SpaceX a procédé à la mise à feu statique du premier étage de sa fusée Falcon 9, qui a déjà été utilisé lors d'une précédente mission. Une étape importante pour l'entreprise, qui veut pouvoir compter sur des composants réutilisables.

C’est vraisemblablement à la fin du mois de février que SpaceX procédera enfin pour la toute première fois à la mise en orbite d’un satellite avec un lanceur partiellement recyclé. À cette occasion, l’entreprise américaine fondée par Elon Musk en profiterait pour expédier le satellite SES-10, dont le lancement est justement programmé pour le premier trimestre 2017.

En attendant le jour J, SpaceX affine ses tests. En fin de semaine dernière, la société procédait à un test d’allumage du réacteur sur son banc d’essais localisé à McGregor, au Texas. Il s’agissait de vérifier le bon fonctionnement du premier étage de sa fusée Falcon 9, qui a déjà servi lors de la mission CRS-8 qui consistait à ravitailler la station spatiale internationale le 8 avril 2016.

C’est en août 2016 que SpaceX et l’opérateur de satellites SES ont conclu un accord visant à utiliser une fusée Falcon 9 avec un premier étage ayant déjà servi pour mettre sur orbite le futur satellite SES-10, dont le rôle sera d’arroser l’Amérique latine et de remplacer par la même occasion les satellites AMC-3 et AMC-4. Et selon Spaceflight Now, la mission dédiée à SES-10 aura lieu fin février.
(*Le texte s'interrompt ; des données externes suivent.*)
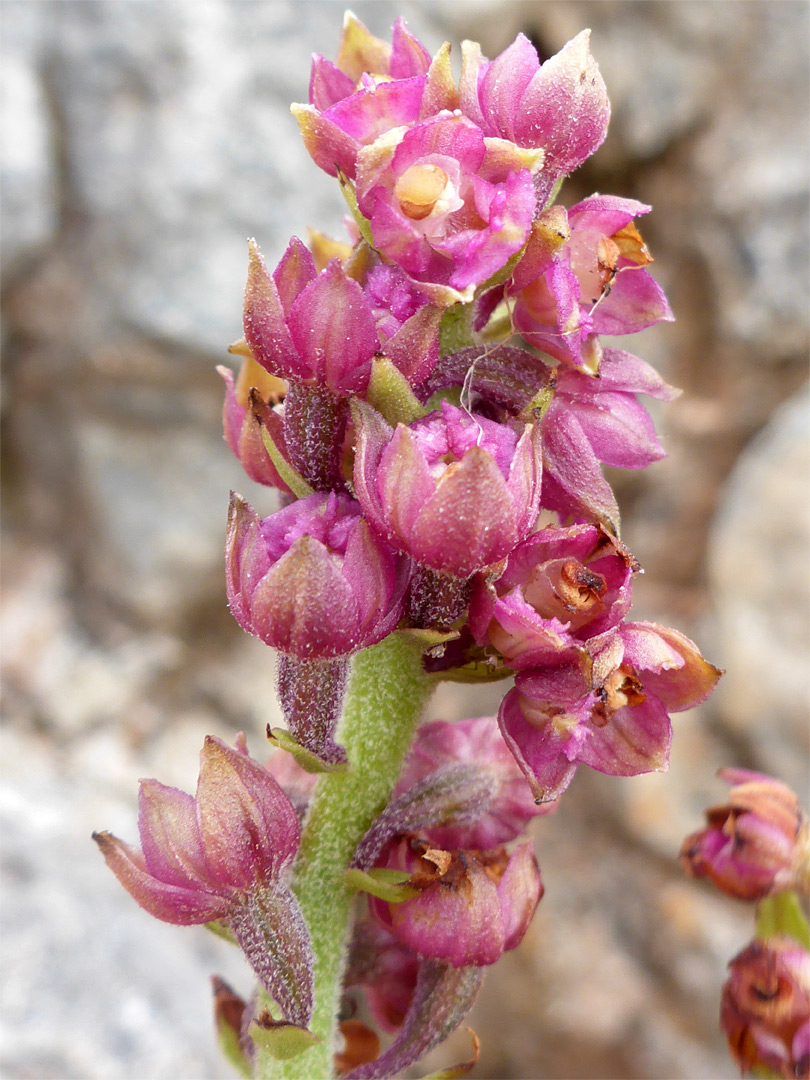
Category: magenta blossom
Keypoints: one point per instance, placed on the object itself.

SpaceX considère que des premiers étages réutilisables lui permettront de réduire encore plus ses coûts et sa grille tarifaire. C’est pour cette raison que la firme dépense beaucoup d’énergie pour développer un savoir-faire pour récupérer sans encombre certaines parties des fusées qu’elle envoie dans l’espace. Et pour l’heure, le plan de SpaceX fonctionne.